Diplomacia e Relações Internacionais
Siria: entre o sofrimento, o cinismo e mais sofrimento - Reinaldo Azevedo
Creio que, excluindo Rússia e China, que pretendem preservar o status quo na Síria (ou seja, a preservação do regime atual), nenhuma das outras grandes potências, inclusive os EUA, sabem bem o que fazer dessa batata quente. Provavelmente a opinião pública as impede de declarar publicamente, e cinicamente, que a única solução viável, no momento, é a preservação do atual status quo, ou melhor, impasse total. Nem o ditador pode prevalecer, ou seja vencer a oposição, nem esta pode ganhar, pois não se trata da "boa" oposição, mas de fundamentalistas fanáticos.
Assim, a solução por enquanto é ter as duas frentes alimentadas respectivamente pelos dois blocos de grandes potências, se matando reciprocamente, até alguém desistir, e não creio que vai ser o ditador.
Não existe muitos outros caminhos. O ditador vai pagar um preço, mas este seria muito maior se os jihadistas tomassem o poder em seu lugar.
Triste Síria, está se acabando. Não creio que volte a ser como antes... infelizmente (o que não quer dizer que fosse uma maravilha, ao contrário: era uma ditadura ordinária, mas não havia muçulmanos massacrando cristãos...).
Paulo Roberto de Almeida
Entre dois males e sem um terceiro caminho, a única escolha ética e moral é o mal menor
Reinaldo Azevedo, 29/08/2013
No post anterior, informa-se que o Parlamento britânico, prudentemente, negou-se a dar uma autorização ao governo para participar de um ataque miliar à Síria. A rigor, David Cameron poderia mandar as forças britânicas numa espécie de expedição punitiva, mas preferiu ter a chancela do Parlamento — e não foi bem-sucedido. Como se vê, a questão é bem menos simples do que faz crer certa imprensa. E, desde o primeiro dia, tenho chamado a atenção de vocês para essa complexidade. Raramente fui tão criticado por aquilo que não escrevi — e eu jamais sugeri (afirmar então…) que Bashar Al Assad é alguém em que se deva confiar. Não! É um carniceiro. Ocorre que, entre dois males, quando inexiste uma terceira opção, a única escolha ética e moralmente aceitável é o mal menor. Escolha, note-se bem, não para um engajamento na causa desse mal menor. Isso nunca!

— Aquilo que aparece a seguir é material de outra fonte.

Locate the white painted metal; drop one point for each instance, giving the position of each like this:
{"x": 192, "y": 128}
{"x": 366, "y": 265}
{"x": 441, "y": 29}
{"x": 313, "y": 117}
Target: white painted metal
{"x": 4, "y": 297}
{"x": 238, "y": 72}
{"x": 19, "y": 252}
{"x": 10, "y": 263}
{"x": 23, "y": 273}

Também o Parlamento britânico tem fundadas dúvidas se foram mesmo as forças de Assad que determinaram o ataque químico. A ONU ainda não tem as provas — os EUA dizem que já fizeram a sua própria investigação e concluíram que sim. Já vi “provas irrefutáveis” sendo desmoralizadas depois. Como esquecer o caso de Richad Goldstone (leia aqui ), que fez um relatório condenado Israel no caso da incursão em Gaza, admitindo, mais tarde, o erro?
Assad é carniceiro, mas não é burro. Pode até ser que gente da sua laia tenha feito o ataque, mas duvido que seja uma tática de guerra — ele sabia que esse era o limite que poderia efetivamente derrubá-lo.
O tirano, infelizmente para os sírios e para o Oriente Médio, ainda é o mal menor no país. Seus adversários armados — e que não vão entregar as armas se ele cair — são os terroristas da Al Qaeda, são os jihadistas. Se Assad for deposto, as forças militares regulares vão se decompor. Os alauítas, que estão no comando, vão dar o fora — ou correm o risco de morrer. Um arsenal químico — que, então, os EUA e a Europa admitem existir — estará ao alcance dos terroristas.
O país tem 90% de muçulmanos e 10% de cristãos — quase 2 milhões de pessoas. Mais de 70% do total são sunitas. Os alauítas, que governam o país (minoria muçulmana à qual pertence Assad), ficam em torno de 10% também. Os principais grupos terroristas que atuam hoje no país são sunitas e incitam o ódio contra as duas outras comunidades. Os cristãos, particularmente, já enfrentam um clima de terror.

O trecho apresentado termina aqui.